Valentina ouviu as vozes da consciência, e pensou ser o momento de retomar o controle de seus dias. Valentina, então, parou na esquina do destino e olhou para todos os lados. Olhou também para cima e para baixo, e não viu nada de novo além de seu rosto refletido na poça d’água. E Valentina entristeceu.

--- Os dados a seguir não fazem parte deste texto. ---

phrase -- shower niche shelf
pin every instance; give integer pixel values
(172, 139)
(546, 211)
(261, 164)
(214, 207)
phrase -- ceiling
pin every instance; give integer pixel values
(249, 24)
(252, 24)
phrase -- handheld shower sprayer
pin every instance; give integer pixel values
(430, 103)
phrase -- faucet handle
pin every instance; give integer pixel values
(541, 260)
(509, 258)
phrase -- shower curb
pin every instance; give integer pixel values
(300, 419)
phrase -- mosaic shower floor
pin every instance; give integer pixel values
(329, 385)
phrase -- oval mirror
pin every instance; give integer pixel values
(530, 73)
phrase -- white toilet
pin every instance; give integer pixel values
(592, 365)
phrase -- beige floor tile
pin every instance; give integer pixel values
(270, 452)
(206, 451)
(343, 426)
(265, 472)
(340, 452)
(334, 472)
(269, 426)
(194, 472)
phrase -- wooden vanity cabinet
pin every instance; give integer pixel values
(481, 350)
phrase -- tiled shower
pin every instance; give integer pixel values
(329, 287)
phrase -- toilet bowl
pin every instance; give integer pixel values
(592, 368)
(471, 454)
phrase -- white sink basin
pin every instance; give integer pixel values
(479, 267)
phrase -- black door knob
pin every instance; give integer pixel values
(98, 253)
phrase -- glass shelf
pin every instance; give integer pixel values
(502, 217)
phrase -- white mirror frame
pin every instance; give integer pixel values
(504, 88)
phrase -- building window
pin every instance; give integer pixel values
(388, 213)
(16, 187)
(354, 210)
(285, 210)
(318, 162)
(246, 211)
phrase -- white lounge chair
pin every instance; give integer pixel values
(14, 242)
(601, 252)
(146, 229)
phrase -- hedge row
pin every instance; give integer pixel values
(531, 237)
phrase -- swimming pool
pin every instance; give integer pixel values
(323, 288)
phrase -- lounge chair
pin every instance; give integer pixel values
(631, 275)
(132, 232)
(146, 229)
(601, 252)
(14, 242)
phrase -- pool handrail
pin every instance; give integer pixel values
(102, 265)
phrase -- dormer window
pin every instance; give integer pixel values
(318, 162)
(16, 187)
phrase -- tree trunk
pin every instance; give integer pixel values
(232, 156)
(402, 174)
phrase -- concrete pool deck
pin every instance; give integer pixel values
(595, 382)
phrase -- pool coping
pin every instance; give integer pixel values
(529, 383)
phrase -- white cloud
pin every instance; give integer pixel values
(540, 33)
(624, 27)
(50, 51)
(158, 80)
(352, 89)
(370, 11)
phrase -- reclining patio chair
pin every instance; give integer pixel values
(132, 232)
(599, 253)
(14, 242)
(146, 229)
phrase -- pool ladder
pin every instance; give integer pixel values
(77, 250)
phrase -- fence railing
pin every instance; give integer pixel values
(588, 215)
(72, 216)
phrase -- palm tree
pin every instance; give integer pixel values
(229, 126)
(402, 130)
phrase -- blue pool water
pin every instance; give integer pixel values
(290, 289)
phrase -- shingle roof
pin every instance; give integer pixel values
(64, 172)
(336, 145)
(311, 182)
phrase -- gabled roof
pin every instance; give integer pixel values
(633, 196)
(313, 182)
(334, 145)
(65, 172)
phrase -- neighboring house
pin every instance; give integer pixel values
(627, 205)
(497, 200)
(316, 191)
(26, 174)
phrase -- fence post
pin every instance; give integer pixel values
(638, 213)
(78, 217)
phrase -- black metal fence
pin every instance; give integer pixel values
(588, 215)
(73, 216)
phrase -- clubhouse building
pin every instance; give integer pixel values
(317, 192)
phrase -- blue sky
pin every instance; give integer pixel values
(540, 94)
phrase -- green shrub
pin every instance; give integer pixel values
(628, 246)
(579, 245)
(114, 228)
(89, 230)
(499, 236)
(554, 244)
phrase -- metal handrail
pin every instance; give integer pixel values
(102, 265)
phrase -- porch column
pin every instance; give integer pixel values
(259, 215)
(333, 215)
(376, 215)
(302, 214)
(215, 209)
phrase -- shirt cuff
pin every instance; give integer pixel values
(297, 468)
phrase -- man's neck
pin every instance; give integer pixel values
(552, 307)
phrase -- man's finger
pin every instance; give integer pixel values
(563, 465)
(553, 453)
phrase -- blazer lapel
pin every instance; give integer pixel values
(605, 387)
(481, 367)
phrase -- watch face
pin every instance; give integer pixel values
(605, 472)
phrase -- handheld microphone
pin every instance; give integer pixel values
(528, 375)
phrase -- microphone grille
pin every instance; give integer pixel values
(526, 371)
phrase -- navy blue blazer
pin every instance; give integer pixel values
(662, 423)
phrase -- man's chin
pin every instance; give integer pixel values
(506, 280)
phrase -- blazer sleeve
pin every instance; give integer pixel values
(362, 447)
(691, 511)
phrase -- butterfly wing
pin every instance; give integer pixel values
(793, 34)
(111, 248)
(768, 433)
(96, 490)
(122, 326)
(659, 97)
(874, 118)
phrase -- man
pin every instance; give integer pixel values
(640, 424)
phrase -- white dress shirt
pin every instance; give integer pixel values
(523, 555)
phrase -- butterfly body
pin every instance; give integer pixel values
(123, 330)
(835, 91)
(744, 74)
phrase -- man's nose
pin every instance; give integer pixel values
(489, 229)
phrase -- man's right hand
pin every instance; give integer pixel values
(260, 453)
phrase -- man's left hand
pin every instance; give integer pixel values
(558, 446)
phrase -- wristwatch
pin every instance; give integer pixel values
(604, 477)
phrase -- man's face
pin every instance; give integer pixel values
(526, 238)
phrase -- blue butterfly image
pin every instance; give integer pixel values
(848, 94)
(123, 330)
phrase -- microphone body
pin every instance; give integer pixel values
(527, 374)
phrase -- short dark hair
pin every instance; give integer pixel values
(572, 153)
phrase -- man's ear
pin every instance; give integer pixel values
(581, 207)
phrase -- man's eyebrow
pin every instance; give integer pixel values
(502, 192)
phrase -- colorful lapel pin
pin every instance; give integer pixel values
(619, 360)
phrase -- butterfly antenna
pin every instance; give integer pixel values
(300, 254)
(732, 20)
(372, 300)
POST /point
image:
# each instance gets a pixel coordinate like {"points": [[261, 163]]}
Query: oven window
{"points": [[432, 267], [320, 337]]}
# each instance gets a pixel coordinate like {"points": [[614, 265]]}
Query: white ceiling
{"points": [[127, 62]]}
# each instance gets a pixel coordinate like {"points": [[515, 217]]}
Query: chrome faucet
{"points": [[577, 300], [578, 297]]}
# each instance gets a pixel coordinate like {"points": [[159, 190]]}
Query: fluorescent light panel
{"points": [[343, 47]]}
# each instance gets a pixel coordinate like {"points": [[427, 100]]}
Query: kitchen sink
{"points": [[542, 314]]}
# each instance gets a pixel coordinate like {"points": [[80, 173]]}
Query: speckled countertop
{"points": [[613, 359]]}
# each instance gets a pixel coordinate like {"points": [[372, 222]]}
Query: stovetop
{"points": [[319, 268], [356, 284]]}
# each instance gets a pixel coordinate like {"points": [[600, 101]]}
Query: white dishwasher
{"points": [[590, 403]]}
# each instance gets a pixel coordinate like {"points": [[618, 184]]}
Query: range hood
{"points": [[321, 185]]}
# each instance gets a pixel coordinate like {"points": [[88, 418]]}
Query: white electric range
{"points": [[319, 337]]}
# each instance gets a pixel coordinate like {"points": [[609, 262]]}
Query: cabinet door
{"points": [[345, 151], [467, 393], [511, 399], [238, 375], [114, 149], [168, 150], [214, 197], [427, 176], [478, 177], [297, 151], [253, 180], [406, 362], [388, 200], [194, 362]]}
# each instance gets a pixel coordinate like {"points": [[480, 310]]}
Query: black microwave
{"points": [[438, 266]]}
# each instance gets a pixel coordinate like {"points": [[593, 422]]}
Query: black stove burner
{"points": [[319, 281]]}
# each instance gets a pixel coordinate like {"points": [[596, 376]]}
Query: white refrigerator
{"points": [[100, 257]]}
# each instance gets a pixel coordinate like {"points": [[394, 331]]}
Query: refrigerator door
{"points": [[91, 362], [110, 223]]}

Seu porte de mulher altiva estava murcho naquele instante. Superar uma história que estava tatuada em seu seio era uma meta, e virar a página de um amor, o seu intento mais imediato. Conseguir tais feitos, no entanto, era algo que corroia seu coração e atiçava seu metabolismo.

Esquecer um amor. Seria possível? Transpor um rio repleto de crocodilos ferozes talvez fosse até mais fácil do que arrancar um sentimento que criara raízes tão profundas pelo corpo. Um amor que invadira cada célula de seus órgãos, sem sequer pedir licença, certamente não cederia assim, do dia para a noite.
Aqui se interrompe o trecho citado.